FADA: Accessible fetal ultrasound interpretation and annotation with a selectively distilled unified vision-language model

arXiv:2606.11106v1 Announce Type: cross Abstract: A global shortage of trained sonographers limits prenatal ultrasound screening in low- and middle-income countries, where over half of pregnant women receive no skilled sonography. Current deep learning approaches address detection, segmentation, or classification in isolation, each demanding a separate model and expert-specified labels at inference. We present FADA, a unified vision-language model built on Qwen3.5-VL that performs clinical interpretation, classification, detection, and segmentation through a single interpretation-first pipelin
The proliferation of advanced vision-language models, coupled with urgent global health needs, makes this application timely and impactful.

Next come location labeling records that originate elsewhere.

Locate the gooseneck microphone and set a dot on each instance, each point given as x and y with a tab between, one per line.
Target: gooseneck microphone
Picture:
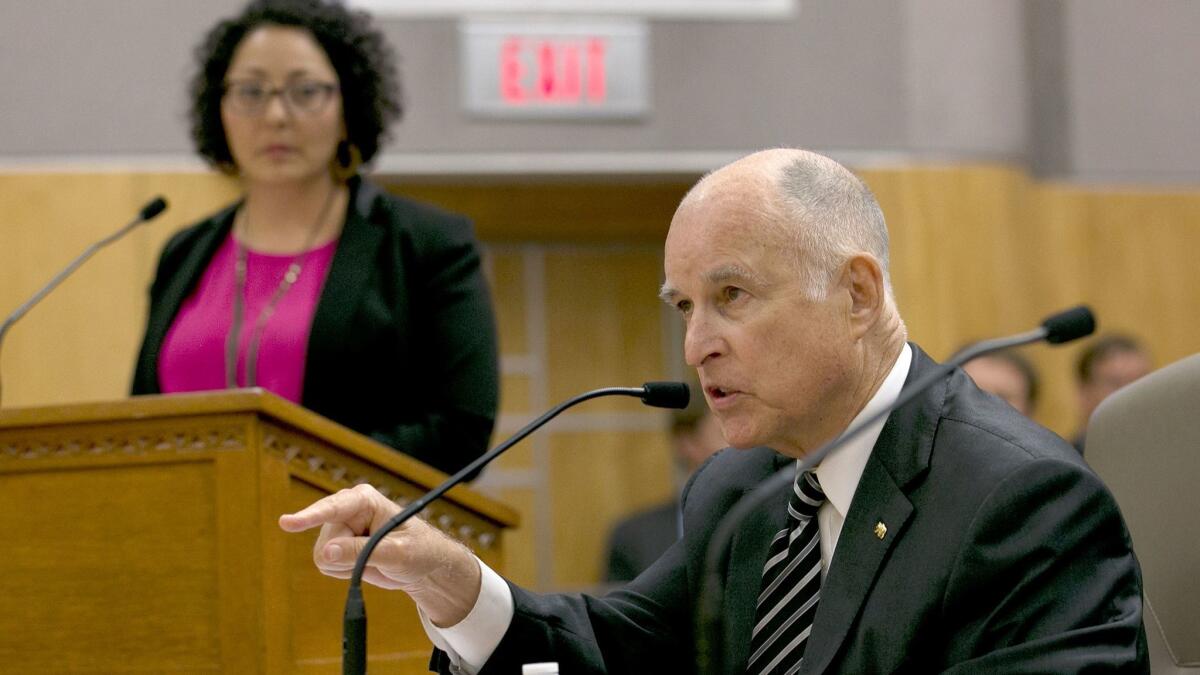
149	211
1056	329
354	628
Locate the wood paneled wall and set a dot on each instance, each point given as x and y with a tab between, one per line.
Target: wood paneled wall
976	251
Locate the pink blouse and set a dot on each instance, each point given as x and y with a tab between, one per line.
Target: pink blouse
192	356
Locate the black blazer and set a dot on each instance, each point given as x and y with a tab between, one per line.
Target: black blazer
1003	554
403	341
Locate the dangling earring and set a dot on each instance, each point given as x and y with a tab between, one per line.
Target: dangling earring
346	162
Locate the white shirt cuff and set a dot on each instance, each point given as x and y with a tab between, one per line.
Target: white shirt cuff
472	641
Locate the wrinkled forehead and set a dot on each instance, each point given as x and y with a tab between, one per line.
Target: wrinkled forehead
729	205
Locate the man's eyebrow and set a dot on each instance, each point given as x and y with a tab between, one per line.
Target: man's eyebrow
715	276
732	273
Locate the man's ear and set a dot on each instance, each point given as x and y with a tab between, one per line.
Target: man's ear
864	280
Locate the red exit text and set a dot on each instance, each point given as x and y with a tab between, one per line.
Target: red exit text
553	71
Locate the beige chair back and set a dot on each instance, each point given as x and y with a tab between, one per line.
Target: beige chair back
1144	441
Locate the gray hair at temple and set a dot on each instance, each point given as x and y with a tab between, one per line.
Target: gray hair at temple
835	216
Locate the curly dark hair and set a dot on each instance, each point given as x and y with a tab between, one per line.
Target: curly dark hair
360	55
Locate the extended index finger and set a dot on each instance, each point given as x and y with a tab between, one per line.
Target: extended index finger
341	507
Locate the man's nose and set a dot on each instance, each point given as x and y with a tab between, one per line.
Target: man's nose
701	341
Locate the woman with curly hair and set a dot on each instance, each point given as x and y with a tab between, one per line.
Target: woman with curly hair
316	285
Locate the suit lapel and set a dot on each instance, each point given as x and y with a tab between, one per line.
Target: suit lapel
347	280
856	563
184	280
900	455
748	554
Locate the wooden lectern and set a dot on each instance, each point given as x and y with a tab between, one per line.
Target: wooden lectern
142	536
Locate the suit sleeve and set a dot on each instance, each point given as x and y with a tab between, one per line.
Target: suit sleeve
459	346
641	628
1048	581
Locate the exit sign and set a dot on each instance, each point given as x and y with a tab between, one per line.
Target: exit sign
523	70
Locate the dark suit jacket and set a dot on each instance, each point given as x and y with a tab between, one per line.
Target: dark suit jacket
403	341
1003	554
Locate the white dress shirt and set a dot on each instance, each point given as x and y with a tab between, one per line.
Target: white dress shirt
471	641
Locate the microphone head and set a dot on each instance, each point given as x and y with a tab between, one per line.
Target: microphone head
153	208
665	394
1069	324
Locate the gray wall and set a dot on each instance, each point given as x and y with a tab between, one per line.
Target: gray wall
1084	89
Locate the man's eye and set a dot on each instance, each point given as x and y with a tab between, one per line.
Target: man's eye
306	91
250	91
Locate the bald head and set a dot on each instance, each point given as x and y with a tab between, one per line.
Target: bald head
816	208
777	264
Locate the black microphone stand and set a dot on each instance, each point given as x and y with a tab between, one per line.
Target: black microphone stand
150	210
1060	328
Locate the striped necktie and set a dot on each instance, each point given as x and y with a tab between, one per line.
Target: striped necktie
791	586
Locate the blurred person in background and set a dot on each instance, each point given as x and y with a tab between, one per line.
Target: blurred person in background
316	285
1107	364
641	538
1009	376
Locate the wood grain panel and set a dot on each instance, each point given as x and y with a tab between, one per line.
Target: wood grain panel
79	344
561	211
94	525
520	545
505	273
597	478
604	321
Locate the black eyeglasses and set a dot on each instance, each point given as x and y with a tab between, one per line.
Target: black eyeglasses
251	96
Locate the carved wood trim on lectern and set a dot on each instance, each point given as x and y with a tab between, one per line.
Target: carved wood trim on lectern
101	440
321	464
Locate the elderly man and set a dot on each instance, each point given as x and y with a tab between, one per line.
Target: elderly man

This development addresses a critical healthcare gap in low- and middle-income countries and showcases the practical utility of unified AI models for complex medical tasks.
Fetal ultrasound interpretation can become more accessible and standardized globally, potentially reducing maternal and infant mortality rates previously exacerbated by sonographer shortages.
- · Patients in low- and middle-income countries
- · Global health organizations
- · AI healthcare solution providers
- · Developers of unified vision-language models
- · Traditional medical imaging education institutions (if they do not adapt)
- · Consulting firms reliant on sonographer shortages
Increased early detection of fetal complications in underserved regions.
A significant reduction in perinatal morbidity and mortality rates, leading to healthier populations.
This success could accelerate the adoption of similar unified AI models across other medical and diagnostic fields, redefining healthcare delivery models globally.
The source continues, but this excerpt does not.